The tandem proposals, S. 4061 and H.R. 7962, would expand and clarify the definition of a water heater in order to align with a test-procedure rule that has required manufacturers to rate some types of commercial water heaters using the energy-efficiency standards for residential models.
“This created turmoil within the industry and resulted in property owners and small business owners spending resources to find alternative solutions because the commercial water heating equipment that fit their needs was no longer available,” according to a statement from the Air-Conditioning, Heating, and Refrigeration Institute (AHRI), a trade group that represents HVACR manufacturers.
“We’ve been working on this for quite some time,” said Samantha Slater, AHRI’s senior vice president for government affairs, by phone recently. There is broad recognition in Washington, D.C., that the changes need to be made, Slater said, adding that she’s optimistic that the House and Senate will pass the legislation by the end of the year.
“There is a good understanding of why this is necessary,” she said.
After the test-procedure rule was issued in late November 2016 by the Department of Energy (DOE), the work-around for obtaining certain kinds of commercial water heaters had been a non-enforcement policy regarding that test-procedure rule, Slater said. But that policy expired at the end of last year, prompting the new legislation.
“The Department of Energy told us a long time ago that this change would need to be statutory and we would need to go to Congress and work with Congress to get this fix made,” Slater said.
Meanwhile, some small businesses have been affected by the glitch.
“There is a class of customer that has been affected by this and cannot get the equipment they want at the moment,” Slater said. Nail salons and small eateries, she said, are examples of the kinds of businesses that have been affected, she said.
The bills would modify the Energy Policy and Conservation Act of 1975. In addition to clarifying how a water heater is defined, the bills would also revise energy conservation standards, set forth labeling requirements for water heaters, and require the DOE to determine whether electric storage water heaters should have demand-response features, according to an official summary. Demand-response capability could ease those water heaters’ draw on the power grid during times of peak electricity use.

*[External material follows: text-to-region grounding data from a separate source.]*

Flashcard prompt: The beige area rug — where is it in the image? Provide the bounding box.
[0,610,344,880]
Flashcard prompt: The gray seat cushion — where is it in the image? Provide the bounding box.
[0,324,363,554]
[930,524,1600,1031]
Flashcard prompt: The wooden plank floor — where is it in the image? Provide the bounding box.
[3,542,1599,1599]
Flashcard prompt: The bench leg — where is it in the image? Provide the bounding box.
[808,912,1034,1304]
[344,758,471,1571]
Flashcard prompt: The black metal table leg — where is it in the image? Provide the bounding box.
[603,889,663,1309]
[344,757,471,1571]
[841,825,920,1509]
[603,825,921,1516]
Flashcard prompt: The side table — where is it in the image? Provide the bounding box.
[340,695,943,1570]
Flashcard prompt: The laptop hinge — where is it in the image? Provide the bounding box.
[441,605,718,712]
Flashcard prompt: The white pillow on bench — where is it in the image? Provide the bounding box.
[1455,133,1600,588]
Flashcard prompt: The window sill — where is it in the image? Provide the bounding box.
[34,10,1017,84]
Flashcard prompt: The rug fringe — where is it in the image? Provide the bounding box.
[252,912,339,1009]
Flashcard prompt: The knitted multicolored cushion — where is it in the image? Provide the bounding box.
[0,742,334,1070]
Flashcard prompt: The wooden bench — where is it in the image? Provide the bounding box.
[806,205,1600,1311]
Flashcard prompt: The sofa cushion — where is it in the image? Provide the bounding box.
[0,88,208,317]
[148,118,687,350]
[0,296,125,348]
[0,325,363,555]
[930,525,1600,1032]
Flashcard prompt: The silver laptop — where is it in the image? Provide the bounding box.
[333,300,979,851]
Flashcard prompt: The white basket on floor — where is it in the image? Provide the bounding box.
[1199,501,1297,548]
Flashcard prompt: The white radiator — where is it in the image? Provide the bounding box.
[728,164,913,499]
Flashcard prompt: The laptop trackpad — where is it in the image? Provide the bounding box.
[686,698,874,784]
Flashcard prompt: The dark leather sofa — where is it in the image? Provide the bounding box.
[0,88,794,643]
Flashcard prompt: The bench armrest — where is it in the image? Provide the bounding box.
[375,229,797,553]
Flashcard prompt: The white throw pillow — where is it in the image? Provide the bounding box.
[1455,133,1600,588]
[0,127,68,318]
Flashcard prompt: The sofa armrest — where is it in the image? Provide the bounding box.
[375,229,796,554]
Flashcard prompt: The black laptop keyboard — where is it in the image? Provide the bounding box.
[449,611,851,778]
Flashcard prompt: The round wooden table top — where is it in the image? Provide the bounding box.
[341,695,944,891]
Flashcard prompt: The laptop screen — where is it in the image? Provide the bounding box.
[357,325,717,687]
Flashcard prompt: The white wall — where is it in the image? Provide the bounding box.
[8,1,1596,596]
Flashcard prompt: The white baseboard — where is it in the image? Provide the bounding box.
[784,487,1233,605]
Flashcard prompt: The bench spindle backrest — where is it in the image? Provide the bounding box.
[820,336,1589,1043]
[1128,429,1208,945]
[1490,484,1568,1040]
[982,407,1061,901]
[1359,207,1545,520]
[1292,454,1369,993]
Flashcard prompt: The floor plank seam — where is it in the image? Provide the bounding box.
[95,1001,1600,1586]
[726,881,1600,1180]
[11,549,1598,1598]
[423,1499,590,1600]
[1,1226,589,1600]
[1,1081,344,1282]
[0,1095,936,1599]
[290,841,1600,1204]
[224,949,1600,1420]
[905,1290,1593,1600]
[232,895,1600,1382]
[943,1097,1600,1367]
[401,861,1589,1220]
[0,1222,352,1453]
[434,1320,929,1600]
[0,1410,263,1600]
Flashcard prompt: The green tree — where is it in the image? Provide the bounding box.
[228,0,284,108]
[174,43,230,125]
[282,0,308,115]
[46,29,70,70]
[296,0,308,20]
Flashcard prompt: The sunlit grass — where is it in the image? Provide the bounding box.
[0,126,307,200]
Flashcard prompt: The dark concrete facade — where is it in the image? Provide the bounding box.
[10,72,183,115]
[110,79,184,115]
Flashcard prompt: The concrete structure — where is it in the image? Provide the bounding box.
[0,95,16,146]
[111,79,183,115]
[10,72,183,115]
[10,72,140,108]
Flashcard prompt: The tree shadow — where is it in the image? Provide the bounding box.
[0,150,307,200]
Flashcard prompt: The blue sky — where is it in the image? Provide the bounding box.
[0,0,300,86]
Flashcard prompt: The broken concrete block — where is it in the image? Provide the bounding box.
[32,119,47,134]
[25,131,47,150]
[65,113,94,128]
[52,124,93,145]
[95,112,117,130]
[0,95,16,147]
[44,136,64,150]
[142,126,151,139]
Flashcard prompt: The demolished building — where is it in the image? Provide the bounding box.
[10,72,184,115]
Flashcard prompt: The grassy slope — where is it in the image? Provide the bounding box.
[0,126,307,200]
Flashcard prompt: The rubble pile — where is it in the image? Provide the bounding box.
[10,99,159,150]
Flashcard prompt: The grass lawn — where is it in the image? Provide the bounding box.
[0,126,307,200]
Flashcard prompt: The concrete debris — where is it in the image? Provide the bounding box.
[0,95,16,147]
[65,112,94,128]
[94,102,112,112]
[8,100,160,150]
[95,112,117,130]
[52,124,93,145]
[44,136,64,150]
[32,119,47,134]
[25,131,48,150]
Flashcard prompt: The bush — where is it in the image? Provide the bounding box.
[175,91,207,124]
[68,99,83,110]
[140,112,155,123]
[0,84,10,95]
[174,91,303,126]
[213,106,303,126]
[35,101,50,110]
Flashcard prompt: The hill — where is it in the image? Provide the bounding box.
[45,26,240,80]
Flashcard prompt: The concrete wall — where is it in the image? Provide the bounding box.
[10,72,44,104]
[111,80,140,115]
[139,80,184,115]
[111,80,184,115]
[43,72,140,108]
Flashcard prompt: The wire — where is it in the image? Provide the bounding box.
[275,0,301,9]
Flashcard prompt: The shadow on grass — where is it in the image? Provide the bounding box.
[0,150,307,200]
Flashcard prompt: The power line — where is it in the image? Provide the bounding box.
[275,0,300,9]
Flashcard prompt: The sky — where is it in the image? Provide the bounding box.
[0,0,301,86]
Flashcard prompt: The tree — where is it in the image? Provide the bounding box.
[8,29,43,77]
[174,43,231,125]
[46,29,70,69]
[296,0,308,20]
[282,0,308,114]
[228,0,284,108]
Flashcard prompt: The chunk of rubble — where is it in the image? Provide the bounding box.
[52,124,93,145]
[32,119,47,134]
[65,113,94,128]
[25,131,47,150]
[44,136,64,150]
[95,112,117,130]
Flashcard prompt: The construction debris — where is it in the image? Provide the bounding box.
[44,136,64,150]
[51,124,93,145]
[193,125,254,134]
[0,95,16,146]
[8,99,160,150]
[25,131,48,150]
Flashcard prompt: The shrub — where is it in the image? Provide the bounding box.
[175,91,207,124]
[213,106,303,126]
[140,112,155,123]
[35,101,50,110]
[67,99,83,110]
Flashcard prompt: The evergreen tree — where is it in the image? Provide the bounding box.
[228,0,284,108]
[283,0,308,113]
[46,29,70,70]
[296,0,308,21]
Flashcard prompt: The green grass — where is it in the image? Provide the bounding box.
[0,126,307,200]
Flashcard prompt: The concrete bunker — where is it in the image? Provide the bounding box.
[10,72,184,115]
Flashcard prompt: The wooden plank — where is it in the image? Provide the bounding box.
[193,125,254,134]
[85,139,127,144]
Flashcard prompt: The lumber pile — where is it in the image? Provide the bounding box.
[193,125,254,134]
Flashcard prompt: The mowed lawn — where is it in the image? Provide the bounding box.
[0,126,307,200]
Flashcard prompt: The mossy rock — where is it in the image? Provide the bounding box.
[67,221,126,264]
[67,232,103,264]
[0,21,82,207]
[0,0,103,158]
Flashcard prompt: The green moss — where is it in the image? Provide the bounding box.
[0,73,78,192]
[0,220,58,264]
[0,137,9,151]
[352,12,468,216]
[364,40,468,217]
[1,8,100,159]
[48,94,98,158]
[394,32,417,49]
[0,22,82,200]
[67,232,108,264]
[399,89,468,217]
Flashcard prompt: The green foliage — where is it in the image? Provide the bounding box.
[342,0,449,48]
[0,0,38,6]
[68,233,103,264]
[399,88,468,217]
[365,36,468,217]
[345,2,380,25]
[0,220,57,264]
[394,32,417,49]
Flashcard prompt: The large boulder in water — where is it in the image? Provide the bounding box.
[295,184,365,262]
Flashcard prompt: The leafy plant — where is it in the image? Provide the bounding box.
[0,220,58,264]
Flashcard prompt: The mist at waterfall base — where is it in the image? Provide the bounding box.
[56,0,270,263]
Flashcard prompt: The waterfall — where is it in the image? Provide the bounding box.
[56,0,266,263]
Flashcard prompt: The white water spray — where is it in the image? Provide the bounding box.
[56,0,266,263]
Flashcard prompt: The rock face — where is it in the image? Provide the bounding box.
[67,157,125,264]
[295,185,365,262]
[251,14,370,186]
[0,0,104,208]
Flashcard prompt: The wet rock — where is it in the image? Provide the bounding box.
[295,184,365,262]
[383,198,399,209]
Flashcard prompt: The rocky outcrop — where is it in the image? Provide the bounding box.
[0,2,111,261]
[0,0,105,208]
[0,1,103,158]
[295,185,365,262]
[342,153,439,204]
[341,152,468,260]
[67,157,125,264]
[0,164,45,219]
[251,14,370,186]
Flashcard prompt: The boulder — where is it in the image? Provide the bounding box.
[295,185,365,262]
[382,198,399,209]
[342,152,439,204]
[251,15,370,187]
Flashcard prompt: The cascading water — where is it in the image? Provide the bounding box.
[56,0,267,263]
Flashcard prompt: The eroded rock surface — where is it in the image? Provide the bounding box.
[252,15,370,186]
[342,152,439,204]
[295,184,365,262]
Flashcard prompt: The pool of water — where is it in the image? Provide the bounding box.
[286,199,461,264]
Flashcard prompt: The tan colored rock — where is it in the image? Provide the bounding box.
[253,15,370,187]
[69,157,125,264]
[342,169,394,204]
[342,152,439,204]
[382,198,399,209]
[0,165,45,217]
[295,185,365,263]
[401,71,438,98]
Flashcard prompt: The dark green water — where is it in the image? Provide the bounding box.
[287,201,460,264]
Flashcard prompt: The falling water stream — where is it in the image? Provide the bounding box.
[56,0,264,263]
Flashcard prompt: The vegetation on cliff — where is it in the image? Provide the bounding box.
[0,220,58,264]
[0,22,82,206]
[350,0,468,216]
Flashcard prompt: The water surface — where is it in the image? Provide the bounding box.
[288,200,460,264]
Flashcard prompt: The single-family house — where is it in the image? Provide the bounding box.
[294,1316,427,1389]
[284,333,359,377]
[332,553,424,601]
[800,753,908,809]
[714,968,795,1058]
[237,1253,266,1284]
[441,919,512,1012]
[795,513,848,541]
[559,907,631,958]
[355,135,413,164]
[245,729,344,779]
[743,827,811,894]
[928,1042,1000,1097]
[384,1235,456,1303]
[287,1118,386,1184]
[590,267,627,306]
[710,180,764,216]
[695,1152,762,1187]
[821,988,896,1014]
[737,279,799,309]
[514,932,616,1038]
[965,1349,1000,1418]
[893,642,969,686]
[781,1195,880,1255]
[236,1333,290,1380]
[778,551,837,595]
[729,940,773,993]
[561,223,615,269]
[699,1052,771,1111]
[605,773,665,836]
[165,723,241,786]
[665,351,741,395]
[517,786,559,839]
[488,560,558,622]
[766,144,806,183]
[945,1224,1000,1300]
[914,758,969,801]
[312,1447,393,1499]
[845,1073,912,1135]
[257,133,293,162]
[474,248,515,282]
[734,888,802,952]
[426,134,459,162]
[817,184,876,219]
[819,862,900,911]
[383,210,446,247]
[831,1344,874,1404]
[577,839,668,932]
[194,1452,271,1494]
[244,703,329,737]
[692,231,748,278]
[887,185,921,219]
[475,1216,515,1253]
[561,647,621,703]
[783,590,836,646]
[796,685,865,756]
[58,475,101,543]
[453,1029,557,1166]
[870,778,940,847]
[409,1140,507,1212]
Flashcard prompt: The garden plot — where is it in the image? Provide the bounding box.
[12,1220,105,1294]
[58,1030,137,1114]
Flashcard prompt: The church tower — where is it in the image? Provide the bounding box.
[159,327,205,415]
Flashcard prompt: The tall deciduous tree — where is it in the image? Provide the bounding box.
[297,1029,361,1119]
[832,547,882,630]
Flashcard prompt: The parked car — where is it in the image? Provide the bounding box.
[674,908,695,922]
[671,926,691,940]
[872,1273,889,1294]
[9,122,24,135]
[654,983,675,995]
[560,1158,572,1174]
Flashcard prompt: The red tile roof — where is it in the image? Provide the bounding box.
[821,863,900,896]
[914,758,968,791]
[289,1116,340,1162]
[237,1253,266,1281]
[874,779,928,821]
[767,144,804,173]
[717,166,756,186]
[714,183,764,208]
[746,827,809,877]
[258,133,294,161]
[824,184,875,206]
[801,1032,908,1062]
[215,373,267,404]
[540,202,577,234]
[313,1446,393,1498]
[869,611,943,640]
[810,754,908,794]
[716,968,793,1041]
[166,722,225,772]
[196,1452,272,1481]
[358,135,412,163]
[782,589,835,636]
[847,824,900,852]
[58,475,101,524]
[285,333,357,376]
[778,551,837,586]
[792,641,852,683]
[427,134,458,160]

Ahead of a recent House Energy and Commerce Committee hearing on H.R. 7962, AHRI sent a letter to the leadership of both the House and Senate energy committees that expressed support for the changes.
“This bipartisan bill will realign the legal definitions of commercial and residential water heating equipment, enable more appropriate product choices for small businesses, and provide business certainty for water heater manufacturers,” said Stephen Yurek, the AHRI president and CEO, in the letter.
S. 4061, co-sponsored by Sens. Debbie Stabenow, D-Michigan, and Marsha Blackburn, R-Tennessee, is pending in the Senate Energy and Natural Resources Committee. H.R. 7962, introduced by Rep. Debbie Dingell, D-Michigan, and co-sponsored by Dingell and 11 other House members, is pending in the House Energy and Commerce Committee’s subcommittee on energy.